[PATCH] exec: ensure file system accounting in check_unsafe_exec is correct

From: Colin King
Date: Wed May 10 2017 - 07:05:34 EST


From: Colin Ian King <colin.king@xxxxxxxxxxxxx>

There are two very race windows that need to be taken into consideration
when check_unsafe_exec performs the file system accounting comparing the
number of fs->users against the number threads that share the same fs.

The first race can occur when a pthread creates a new pthread and the
the fs->users count is incremented before the new pthread is associated
with the pthread performing the exec. When this occurs, the pthread
performing the exec has flags with bit PF_FORKNOEXEC set.

The second race can occur when a pthread is terminating and the fs->users
count has been decremented by the pthread is still associated with the
pthread that is performing the exec. When this occurs, the pthread
peforming the exec has flags with bit PF_EXITING set.

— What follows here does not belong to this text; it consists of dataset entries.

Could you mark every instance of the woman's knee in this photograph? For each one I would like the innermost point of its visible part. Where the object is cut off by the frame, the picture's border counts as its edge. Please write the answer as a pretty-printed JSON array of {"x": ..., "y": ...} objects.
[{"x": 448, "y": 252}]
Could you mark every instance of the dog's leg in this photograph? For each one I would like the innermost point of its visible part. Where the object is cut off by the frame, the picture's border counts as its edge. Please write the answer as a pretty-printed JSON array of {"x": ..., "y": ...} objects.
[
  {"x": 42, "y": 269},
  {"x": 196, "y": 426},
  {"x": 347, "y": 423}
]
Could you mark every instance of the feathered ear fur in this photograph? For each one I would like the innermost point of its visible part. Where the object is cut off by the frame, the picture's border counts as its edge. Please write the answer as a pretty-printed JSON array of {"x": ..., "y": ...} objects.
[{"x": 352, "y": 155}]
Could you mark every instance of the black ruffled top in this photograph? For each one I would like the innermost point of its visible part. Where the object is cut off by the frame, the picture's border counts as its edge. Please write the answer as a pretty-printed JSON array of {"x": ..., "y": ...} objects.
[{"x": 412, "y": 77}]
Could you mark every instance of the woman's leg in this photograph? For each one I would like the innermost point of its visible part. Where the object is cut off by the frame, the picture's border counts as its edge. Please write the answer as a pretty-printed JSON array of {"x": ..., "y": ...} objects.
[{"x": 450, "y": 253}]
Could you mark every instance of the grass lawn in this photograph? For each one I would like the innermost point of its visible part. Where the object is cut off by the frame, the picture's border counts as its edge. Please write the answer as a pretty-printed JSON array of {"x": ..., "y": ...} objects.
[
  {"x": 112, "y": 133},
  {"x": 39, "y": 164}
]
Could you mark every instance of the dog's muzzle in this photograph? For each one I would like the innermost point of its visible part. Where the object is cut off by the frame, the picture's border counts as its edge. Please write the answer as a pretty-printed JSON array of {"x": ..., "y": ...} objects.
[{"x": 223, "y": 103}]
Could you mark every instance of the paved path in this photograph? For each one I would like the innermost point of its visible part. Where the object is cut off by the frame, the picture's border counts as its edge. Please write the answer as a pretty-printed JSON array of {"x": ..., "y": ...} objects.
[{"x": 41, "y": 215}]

This fix keeps track of any pthreads that may be in the race window
(when PF_FORKNOEXEC or PF_EXITING) are set and if the fs count does
not match the expected count we retry the count as we may have hit
this small race windows. Tests on an 8 thread server with the
reproducer (see below) show that this retry occurs rarely, so the
overhead of the retry is very small.

Below is a reproducer of the race condition.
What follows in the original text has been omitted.